An SiO ₂ insulating film 38 is formed on the lower surface of the diaphragm 36 of the SOI base material, and this insulating film 38 prevents dielectric breakdown and short circuit when the inkjet head 10 is driven. A TEOS film 35 serving as an etching mask is formed on the upper surface of the first silicon layer 36a of the SOI base material.
The cavity substrate 3 thus configured is provided with an ink supply hole 33 communicating with the reservoir 22 of the reservoir substrate 2, and at both ends, a U-shape that serves as the FPC connection opening 7 as described above. The notch 7c is provided. A pair of common electrodes 39 are embedded and attached to both sides of the notch portion 7c so as to penetrate the first silicon layer 36a and the SiO ₂ layer 37 from the TEOS film 35 to reach the surface of the second silicon layer 36b.
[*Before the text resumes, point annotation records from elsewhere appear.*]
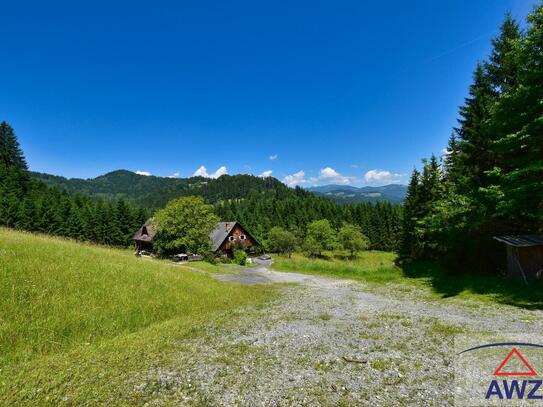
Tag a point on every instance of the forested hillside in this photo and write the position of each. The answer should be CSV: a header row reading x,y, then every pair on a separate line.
x,y
491,179
110,208
393,193
29,204
154,192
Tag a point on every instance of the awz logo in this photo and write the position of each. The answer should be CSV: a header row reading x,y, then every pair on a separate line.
x,y
528,389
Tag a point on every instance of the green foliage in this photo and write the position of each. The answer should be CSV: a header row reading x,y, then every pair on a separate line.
x,y
491,182
240,257
184,225
29,205
319,237
352,239
281,240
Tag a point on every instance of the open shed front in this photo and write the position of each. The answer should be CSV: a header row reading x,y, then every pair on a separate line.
x,y
524,256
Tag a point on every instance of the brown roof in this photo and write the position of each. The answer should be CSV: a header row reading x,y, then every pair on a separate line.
x,y
521,240
146,233
218,235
It has been. The pair of common electrodes 39 may be embedded to a position deeper than the SiO ₂ layer position, that is, to the second silicon layer 36b. Since the SiO ₂ layer 37 is provided between the first silicon layer 36a and the second silicon layer 36b having the electrode function, the common electrode 39 penetrates through the SiO ₂ layer 37 and the second silicon layer 36b. This is because it is necessary to embed up to a position in contact with the silicon layer 36b.

  A COM wiring 62 of the FPC 6 is connected to the common electrode 39 using a conductive adhesive or the like. In addition, a rectangular opening 8 b serving as an IC mounting opening 8 for mounting the driver IC 5 is provided at the center of the cavity substrate 3. The IC mounting opening 8 communicates with a gap (interelectrode gap or gap) 42 formed between the diaphragm 36 and the individual electrode 41 via a sealing hole 46a of the electrode extraction portion 46b. Yes.
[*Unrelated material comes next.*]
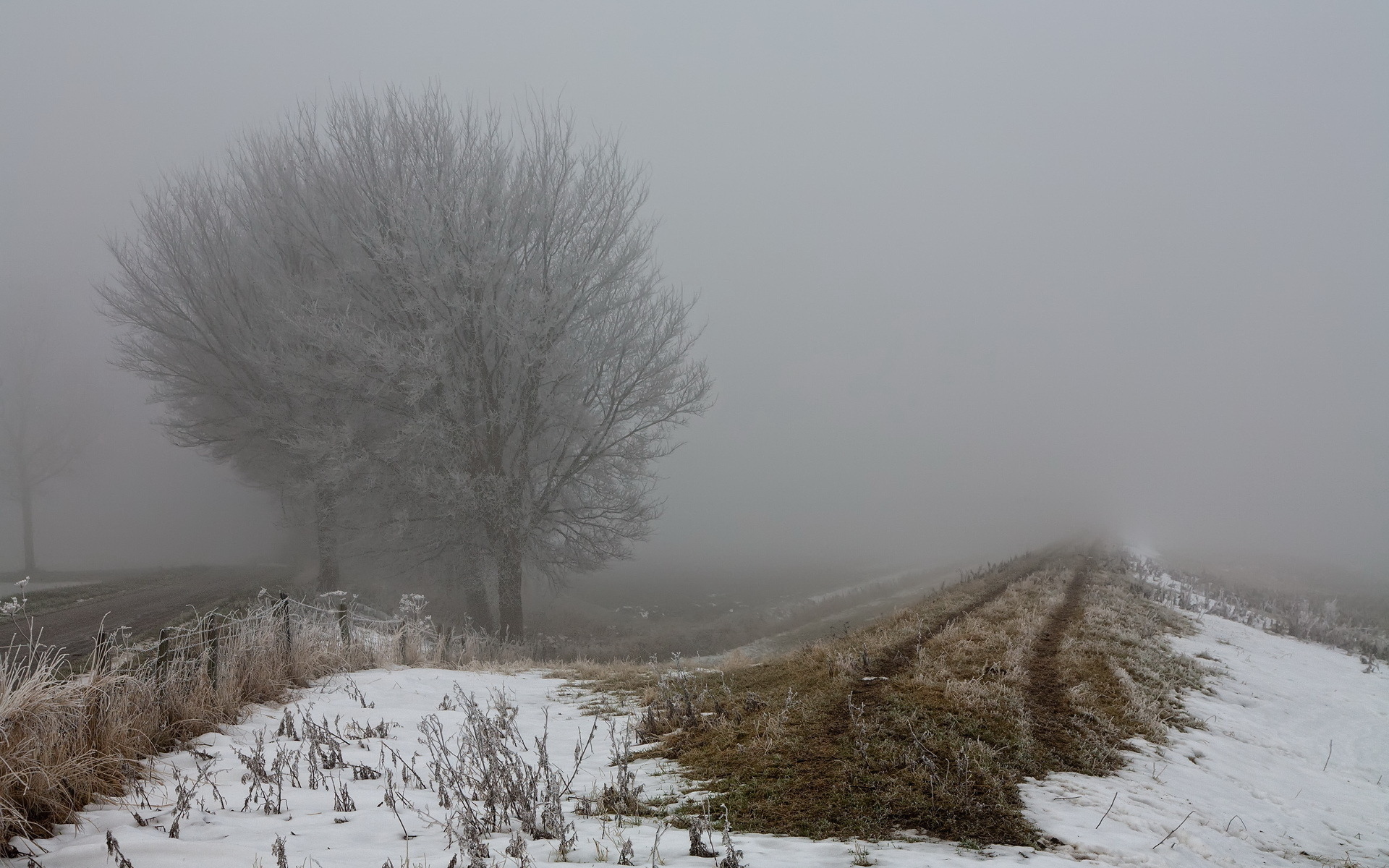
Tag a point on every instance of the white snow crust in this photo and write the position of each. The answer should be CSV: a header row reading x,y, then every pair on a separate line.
x,y
1256,786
  Next, the electrode substrate 4 is made of, for example, a glass substrate having a thickness of about 1 mm. Among them, it is suitable to use a borosilicate heat-resistant hard glass having a thermal expansion coefficient close to that of the silicon base material of the cavity substrate 3. This is because when the electrode substrate 4 and the silicon base material are anodically bonded, the thermal expansion coefficients of the two substrates are close to each other, so that the stress generated between the electrode substrate 4 and the silicon base material can be reduced. This is because the electrode substrate 4 and the silicon base material can be firmly bonded without causing the above problems.

The electrode substrate 4 is provided with two rows of recesses (gap stepped portions) 42a in parallel at positions facing the diaphragms 36 of the cavity substrate 3 respectively. A groove 43 communicating with each recess 42 a is provided in the center of the electrode substrate 4 between the two rows of recesses 42 a. Each recess 42a and the central groove 43 are formed to a depth of about 0.3 μm by etching. In general, individual electrodes 41 made of ITO (Indium Tin Oxide) are formed on the bottom surface of each recess 42a by sputtering, for example, with a thickness of 0.1 μm. Therefore, the gap 42 formed between the diaphragm 36 and the individual electrode 41 is determined by the depth of the recess 42 a and the thickness of the SiO ₂ insulating film 38 that covers the individual electrode 41 and the diaphragm 36. The gap 42 greatly affects the ejection characteristics of the inkjet head. In the case of the first embodiment, the gap 42 is 0.2 μm. The sealing hole 46a of the gap 42 is sealed with a sealing material 46 made of an epoxy adhesive or the like. Thereby, moisture, dust, etc. can be prevented from entering the gap 42, and the reliability of the inkjet head 10 can be maintained.

  Further, a lead portion 44 for connection to the driver IC 5 and the FPC 6 is also formed in the central groove portion 43 by an ITO pattern. The lead part 44 is composed of a plurality of leads (wirings). In the first embodiment, the lead portion 44 refers to a plurality of leads connected to one driver IC 5. The lead part 44 is an FPC mounting part 44a connected to the IC input wiring 61 of the FPC 6 at the end of the electrode substrate 4, and the IC input mounting part 44b connected to the input terminal of the driver IC 5 at two locations. 44c and an IC input signal wiring 44d wired under the driver IC 5. The output terminal of the driver IC 5 is connected to the individual electrode 41 in each column.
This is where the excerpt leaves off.